To develop a rough itinerary that we could use to start planning our hike, we relied heavily on the resources available on the Great Trail website.
We began by downloading the GPS waypoints and descriptions of each trail in the network using the links on this site. We then compiled information on the type and length of each trail from the descriptions, and used that to calculate how much trail we would cover in each province. One drawback of using this method to determine the length of a thru-hike is that we don't plan to walk every branch, loop, and side trail, and it is a bit complicated to figure out from the descriptions alone how much of each section we would consider "main trail." In addition we are by necessity hiking around some paddling sections along roadways which are not parts of the trail, thereby adding to the total number of kilometers that we will be travelling. So, to get another estimate of the total length of trail we plan to hike, we used the waypoints to create a single route which doesn't include sections we don't plan to walk or paddle, but does include by-passes for waterways we will hike. Using this method we calculated that we will cover 11,564 km on the east-west portion of the trail, with the possibility of adding 360 km for the branch to Halifax, NS, 263 km for the branch to Niagara-on-the-Lake, ON, and 598 km for the branch to Windsor ON. In addition, we will paddle 3,064 km on the south-north portion of the trail.
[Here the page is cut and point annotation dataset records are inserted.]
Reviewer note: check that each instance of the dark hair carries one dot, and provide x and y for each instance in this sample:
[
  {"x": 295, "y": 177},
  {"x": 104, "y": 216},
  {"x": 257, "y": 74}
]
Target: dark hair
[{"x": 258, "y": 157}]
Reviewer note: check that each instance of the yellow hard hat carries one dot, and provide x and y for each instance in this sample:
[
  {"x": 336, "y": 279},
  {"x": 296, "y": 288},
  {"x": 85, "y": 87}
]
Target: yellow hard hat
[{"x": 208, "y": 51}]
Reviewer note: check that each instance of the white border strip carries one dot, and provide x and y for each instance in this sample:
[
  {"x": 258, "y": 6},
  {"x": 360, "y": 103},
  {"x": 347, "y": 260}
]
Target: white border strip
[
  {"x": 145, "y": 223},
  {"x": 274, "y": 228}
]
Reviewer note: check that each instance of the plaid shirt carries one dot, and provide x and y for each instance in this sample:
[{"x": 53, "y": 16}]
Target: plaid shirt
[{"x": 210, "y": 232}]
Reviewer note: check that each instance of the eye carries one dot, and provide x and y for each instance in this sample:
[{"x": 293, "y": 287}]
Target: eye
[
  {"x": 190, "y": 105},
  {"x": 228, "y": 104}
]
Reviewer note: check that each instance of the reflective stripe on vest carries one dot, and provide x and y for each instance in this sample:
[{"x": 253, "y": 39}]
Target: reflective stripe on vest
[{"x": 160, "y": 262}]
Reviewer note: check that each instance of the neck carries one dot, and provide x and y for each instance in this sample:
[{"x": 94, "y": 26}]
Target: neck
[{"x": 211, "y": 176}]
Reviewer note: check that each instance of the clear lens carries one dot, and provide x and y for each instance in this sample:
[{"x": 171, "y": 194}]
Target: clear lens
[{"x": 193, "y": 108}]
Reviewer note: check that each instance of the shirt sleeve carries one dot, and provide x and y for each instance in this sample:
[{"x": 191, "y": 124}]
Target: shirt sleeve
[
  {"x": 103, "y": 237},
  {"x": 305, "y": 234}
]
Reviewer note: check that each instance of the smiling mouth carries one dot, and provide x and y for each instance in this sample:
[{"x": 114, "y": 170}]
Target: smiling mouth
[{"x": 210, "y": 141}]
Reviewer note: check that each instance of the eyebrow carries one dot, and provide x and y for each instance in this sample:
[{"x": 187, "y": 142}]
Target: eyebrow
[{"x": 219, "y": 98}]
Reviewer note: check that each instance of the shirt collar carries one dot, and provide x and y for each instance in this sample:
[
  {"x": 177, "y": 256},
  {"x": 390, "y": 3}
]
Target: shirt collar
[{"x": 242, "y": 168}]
Once we had an estimate of the lengths of trail we intended to walk and paddle, the next step was to estimate how fast we think that we will travel. This remains a source of uncertainty in our planning. After considering our rate of progress on other trails in the past, we decided to go with the prediction that on average we will cover 180 km/week (four days at 35 km/day, 2 days at 20 km/day, and 1 day of rest per week). This may sound slow relative to other long-distance hikers, but one of our goals on this journey is to connect with as many people as we can through talks, presentations, and online updates, and we anticipate that taking the time to do this might reduce our potential pace quite a bit.
Using these parameters we played around with the map and ultimately decided to walk from Cape Spear, NL to Victoria, BC, and then to paddle from Fort Saskatchewan, AB to Tuktoyaktuk, NT. Below is our proposed itinerary:
In short, we plan on beginning in spring which should give us the greatest amount of time to enjoy warmer temperatures during our first year on the trail. Also, Sonya's current contract at work concludes at the end of March, making some point after that date a logical time to set out. So, we began our consideration of where to start with the assumption that we will start walking in the spring of 2019 with the hope of being well into Ontario by the time the heavy winter and cold season settles into the nation at the end of that same year. This decision was also made in consideration of where we wanted to start in the spring of 2020 and still be able to reach the west coast in our second year.
One thing this exercise taught us is that when you are dealing with distances this large, small differences can really add up! Our exercise in editing the trail to only include the sections we plan to hike, which mostly involved removing relatively minor branches and loops, ended up reducing the total length by over 2,000 km. Adjusting our predicted pace by as little as 20 km per week resulted in a two month difference to the amount of time we would spend on the trail. It will be interesting to one day be able to compare our actual itinerary to our predicted one! Regardless our proposed itinerary is now set!